No Christmas is ever quite perfect. Indeed, the very first one was far from perfection. It involved an unwed teenage mother in a culture hostile to unwed mothers. It involved a family living in poverty. It involved an oppressive government edict. It involved homelessness. It involved a baby born in the most disgusting and unhygienic conditions--in a barn amidst animal waste and filth. The "family" waiting for the delivery were strangers at the bottom of the social food chain--shepherds, the equivalent of garbage collectors but without the high salary.
And yet, a baby was born, and that was all that really mattered. A little baby--nothing could be more perfect. A baby, tiny and innocent, awakening our spirit of gentleness. Making hope possible.
May the peace and love and joy of Christmas be with you, my friends. A Merry Christmas and a blessed New Year to all!
Wednesday, December 14, 2011
It was my last year in seminary. I was broke most of the time and depended on a student loan to pay my rent. I had an auto loan to pay and the not-inconsiderable premium on my car insurance, too. And then there were textbooks to buy, gasoline, and--oh yes!--food. The tiny stipends I received from supply preaching jobs were stretched very thin.
But every month, I'd get a cheerful little greeting card in the mail. The cards would remind me that someone was thinking of me and wishing me luck. There was never a return address on the envelope, and the each card was signed cryptically "Me."
And contained a crisp $100 bill.
I do not know to this day who "Me" was, but that individual's anonymous act of generosity each month lightened my burden during a difficult time and reminded me that there is goodness and kindness in this world. Those cards--as well as the monetary gifts they contained--made me feel loved and valued.
|Icon of St. Nicholas from Greek Orthodox Church in Tarpon Springs, FL|
For centuries, each December Christians have remembered Saint Nicholas, a fourth century Turkish bishop renown for his acts of anonymous charity. The legend of this saint (who, by the way, was known to have attended the Council of Nicaea and may be one of the historical figures responsible for trinitarian orthodoxy) includes the story of his rescuing three impoverished young noblewomen from lives of prostitution by secretly throwing bags of gold through the window of their home at night.
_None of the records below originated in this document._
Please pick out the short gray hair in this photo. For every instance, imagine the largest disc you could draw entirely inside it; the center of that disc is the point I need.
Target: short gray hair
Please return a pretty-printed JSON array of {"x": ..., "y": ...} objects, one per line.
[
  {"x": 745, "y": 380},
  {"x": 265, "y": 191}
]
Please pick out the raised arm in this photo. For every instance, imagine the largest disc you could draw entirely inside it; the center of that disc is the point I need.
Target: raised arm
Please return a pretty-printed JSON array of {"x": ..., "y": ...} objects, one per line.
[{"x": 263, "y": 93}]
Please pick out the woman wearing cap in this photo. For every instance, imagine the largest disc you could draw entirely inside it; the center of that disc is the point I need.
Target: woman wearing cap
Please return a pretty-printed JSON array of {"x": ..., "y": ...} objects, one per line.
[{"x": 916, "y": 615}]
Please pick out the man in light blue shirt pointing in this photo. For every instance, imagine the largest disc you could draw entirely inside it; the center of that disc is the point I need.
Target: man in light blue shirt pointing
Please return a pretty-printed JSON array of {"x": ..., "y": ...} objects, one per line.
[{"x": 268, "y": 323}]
The gold provided their dowries.
This story illustrates Nicholas' devotion to the teaching of Jesus in Matthew 6: 3-4:
"But when you give alms, do not let your left hand know what your right hand is doing, so that your alms may be done in secret; and your Father who sees in secret will reward you."
Jesus teaches us--and Nicholas embodies--a beautiful gift of faith: kindness for its own sake. The secret gift is not given in expectation of thanks or reward. Rather, it is done out of love for another human being. It is done out of the hope that the giver has the ability to be a blessing to others. It is done out of the faith that God has provided daily and abundantly, and that God's goodness will not be lacking tomorrow. And it is done without imposing the burden of gratitude or a sense of inequality upon the recipient.
Down with the corpulent "Santa Claus"--a symbol of pampered greed and indulgence. I'd love to see Saint Nicholas reinstated in our popular culture as the holy man he assuredly must have been--a symbol and a reminder of Christ's call for selflessness, mercy, and faithful generosity.
May you all have a very blessed season of preparation for the celebration of the birth of Our Lord. And, as Nicholas is the patron saint of Russia, S RazhdestvOm!